I struggle to recognize ppl in street. I have unbearable mood swings, and is not me being unaware of them, is me just not coping with levels of entirely untreated pain and pain relief I need-is THOUSANDS of pounds per years. Not related to any mood disorder X personality disorder, but to how pain affects X changes me inside. Talk frustration, irratiability, noise sensitivity, cognitive abilities altered, focused altered, energy levels down to levels where I am husk of self, and WHERE extensive number of NHS drs entirely ignored me, dismissed me, bcuz leading delusional X mentally ill dr in my care, obsessed with psychiatry, been dismissive of pain, pain in my head, me refer to psychiatry, bollocks about perception issues X schizophrenia. Like I went ballistic on NHS and I am not done yet.

And the NHS works in way is parrots. They repeat themselves to paint peer support, support each other where they fail to care, verify things X listen. Bcuz eh. They act on entirely fabricated medical history that was settled by peer parroting aka repeating themselves carelessly drs endangering patients recklessly. Like check BBC-6x NHS drs wrongfully misdiagnosed CANCER 17yo girl with anxiety 7 times. First made mistake by saying anxiety, 5 other blatantly followed. Ohhh. They did exactly same to me.
.

Pain is so bad sometimes, it UPSETS me when ppl talk to me and I do not feel like it. And where normal ppl tell me, been telling me I look/appear okay, that I am faking it they do not believe pain. Where NHS failed me entirely and for past years been saying is me problem X me psychiatric z unlogical X unreasonable X schizophrenia/personality disorder, where HOW HARD IS IT TO GET my condition is so severe I have no power for chit chats. For hobby chat, for weather chat, movie chat. For socialising. I just want to be left alone in peace to prepare meals, shower myself, eat, do laundry, fold it, and keep house in order.

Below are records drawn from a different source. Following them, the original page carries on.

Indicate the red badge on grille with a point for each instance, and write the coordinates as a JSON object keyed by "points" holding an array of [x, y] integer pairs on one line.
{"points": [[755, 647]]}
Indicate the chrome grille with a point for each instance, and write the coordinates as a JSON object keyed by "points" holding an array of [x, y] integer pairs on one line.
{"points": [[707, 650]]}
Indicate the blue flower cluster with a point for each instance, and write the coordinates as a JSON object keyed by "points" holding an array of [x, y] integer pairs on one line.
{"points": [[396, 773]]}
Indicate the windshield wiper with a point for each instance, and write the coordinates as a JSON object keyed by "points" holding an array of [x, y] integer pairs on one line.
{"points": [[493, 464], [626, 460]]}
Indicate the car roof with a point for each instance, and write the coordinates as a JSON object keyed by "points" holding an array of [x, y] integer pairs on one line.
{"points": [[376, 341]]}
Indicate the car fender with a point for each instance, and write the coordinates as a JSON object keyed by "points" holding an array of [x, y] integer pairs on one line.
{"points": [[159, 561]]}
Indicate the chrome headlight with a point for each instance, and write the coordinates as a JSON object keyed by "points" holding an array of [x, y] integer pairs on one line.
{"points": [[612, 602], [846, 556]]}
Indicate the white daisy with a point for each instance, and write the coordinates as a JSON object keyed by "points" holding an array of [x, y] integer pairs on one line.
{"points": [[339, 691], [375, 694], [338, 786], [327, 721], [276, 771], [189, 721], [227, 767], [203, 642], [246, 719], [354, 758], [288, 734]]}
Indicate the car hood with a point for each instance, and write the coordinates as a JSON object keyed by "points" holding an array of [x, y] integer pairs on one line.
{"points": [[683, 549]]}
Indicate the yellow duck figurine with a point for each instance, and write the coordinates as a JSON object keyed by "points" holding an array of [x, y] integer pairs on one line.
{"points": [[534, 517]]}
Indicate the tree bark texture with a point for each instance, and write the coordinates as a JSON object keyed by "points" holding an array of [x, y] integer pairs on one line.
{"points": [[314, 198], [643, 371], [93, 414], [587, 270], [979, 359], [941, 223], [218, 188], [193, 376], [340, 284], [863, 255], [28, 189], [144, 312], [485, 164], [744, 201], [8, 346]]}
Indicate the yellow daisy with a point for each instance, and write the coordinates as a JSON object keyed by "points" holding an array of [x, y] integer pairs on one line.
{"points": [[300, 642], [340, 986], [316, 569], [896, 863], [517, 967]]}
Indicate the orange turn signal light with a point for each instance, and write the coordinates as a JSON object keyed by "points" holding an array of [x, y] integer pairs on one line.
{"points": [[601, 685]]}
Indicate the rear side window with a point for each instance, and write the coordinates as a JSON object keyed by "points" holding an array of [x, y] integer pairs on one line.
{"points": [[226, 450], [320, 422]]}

I just can't do this anymore. I have soon private consult for pain relief. If 1st dosage is going to work, I will likely need at least 2more. If I am lucky, this should buy me unspecified amount of months pain free-opinions vary X effectiveness is about 60%. Where is 40% risk, I will not respond at all to first dose. One dose is over 1,300£.

With travel, consult and possibility of other expenses, absolute minimum appears to be 4,200£ for allegedly 12M pain free. That doesn't include fact I obtain privately ADHD meds, have privately treated ADHD bcuz of NHS failures X approaches.

This doesn't include private physio which I can't give up due to how condition affects my legs and wrists(like I drop everything, my wrists go funny, fingers inwards like crooked, handgrip is non existent, and I broke multiple glass in house and at work whilst I was still working-2nd accident, I left shortly afterwards).

Is bollocks. And levels of abuse X active harm X predators preying on me, manipulating me, coercively controlling X defrauding me LOSSES go into tens thousands of pounds. All whilst NHS ambushed my mental health and cried ppl good and me problem. Ppl are criminal fraudsters, this is what they are. Need to be entirely held accountable to their activity.

Realistically I don't have funds for more than year of existence. Even with benefits, max 18months.